How did
ordinary people resist serfdom in 13th and 14th century England?
In thirteenth
and fourteenth century England, economic difficulties and social unrest could
be seen to account for intensifying conditions of serfdom in villages. Although
serfdom existed in England since the early Middle Ages, increasing power of
landlords in the thirteenth century and unfavourable social conditions in the
fourteenth, largely deriving from the economic devastation resulting from the
Black Death, intensified unfree conditions for peasants. However, as will be
explored in this essay, ordinary people strongly resisted serfdom due to the
heavy working conditions it entailed as well as the unenviable social stigma it
carried.
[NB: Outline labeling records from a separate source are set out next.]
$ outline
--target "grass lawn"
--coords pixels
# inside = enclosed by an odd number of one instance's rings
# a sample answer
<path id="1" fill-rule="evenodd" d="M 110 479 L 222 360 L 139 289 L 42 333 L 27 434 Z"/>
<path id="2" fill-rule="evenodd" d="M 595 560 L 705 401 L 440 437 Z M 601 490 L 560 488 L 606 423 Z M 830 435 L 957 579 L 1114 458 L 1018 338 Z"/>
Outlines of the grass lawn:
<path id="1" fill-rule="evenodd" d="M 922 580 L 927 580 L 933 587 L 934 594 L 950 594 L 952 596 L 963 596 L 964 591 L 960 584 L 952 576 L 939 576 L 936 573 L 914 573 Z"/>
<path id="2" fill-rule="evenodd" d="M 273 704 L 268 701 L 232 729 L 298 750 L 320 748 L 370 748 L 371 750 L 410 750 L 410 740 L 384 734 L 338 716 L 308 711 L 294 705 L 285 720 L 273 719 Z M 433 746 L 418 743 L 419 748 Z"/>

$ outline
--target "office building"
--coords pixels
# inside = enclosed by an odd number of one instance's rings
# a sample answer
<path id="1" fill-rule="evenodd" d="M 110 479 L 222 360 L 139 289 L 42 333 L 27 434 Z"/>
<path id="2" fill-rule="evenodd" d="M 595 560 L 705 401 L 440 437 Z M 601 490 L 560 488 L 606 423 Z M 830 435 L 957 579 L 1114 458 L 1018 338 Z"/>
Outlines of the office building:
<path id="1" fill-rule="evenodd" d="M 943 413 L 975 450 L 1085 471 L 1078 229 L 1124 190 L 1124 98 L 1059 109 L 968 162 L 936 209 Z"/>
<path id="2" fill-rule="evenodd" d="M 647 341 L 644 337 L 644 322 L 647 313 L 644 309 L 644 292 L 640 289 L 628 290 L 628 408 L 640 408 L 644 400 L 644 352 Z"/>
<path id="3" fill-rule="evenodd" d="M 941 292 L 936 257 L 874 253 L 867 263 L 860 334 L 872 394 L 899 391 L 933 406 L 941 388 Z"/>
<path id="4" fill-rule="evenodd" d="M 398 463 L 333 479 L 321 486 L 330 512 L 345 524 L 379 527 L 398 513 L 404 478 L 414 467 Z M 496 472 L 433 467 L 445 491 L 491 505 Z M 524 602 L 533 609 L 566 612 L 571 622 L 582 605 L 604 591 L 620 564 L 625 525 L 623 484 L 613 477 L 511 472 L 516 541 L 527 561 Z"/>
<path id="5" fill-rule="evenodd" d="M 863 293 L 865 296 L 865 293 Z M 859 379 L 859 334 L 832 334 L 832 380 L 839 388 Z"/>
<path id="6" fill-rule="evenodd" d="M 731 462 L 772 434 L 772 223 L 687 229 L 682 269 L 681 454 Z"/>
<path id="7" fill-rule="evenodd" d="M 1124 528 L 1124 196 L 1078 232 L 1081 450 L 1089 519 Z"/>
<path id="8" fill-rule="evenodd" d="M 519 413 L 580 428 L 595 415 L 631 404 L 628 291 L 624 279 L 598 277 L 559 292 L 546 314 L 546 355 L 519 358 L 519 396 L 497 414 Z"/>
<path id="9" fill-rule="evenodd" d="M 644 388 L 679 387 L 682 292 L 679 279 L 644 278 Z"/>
Rather than acquiesce to their lords’ demands, peasants resorted to
both legal and illegal action to resist serfdom, meaning, as Whittle contends,
‘we now see ordinary people as political actors in their own right [who] found
many ways of making their interests and ideas known’.[1] This
essay will consider a variety of means by which peasants expressed their
dissatisfaction with serfdom and their resistance to it through what can be
generally classified as ‘passive resistance’ and direct means illegal in
context of medieval England, including violence and flight. Finally, the
Peasants’ Revolt (1381) will be discussed in considering the extreme forms
resistance to serfdom could take in the central Middle Ages. Social and
economic conditions will be considered as central to the nature of, and
resistance to, serfdom.
While many
ordinary people opposed the conditions under which they worked, Dyer suggests
that peasants’ resistance to landlords’ use of coercion should be viewed as
being a ‘silent hussle’ whereby ‘latent coercion and grumbling resistance’
characterised lord-tenant relationships in thirteenth and fourteenth century
England.[2]
Did this mean, therefore, that ordinary people resorted to ‘passive’ forms of
resistance, rather than outright action, when opposing the demands made on them
by their lords? This issue is complicated since in comparison with the
fourteenth century, the thirteenth century saw favourable social conditions
from the perspective of ordinary people, in terms of enjoying security of tenure,
while economic development saw securer living conditions in rural societies.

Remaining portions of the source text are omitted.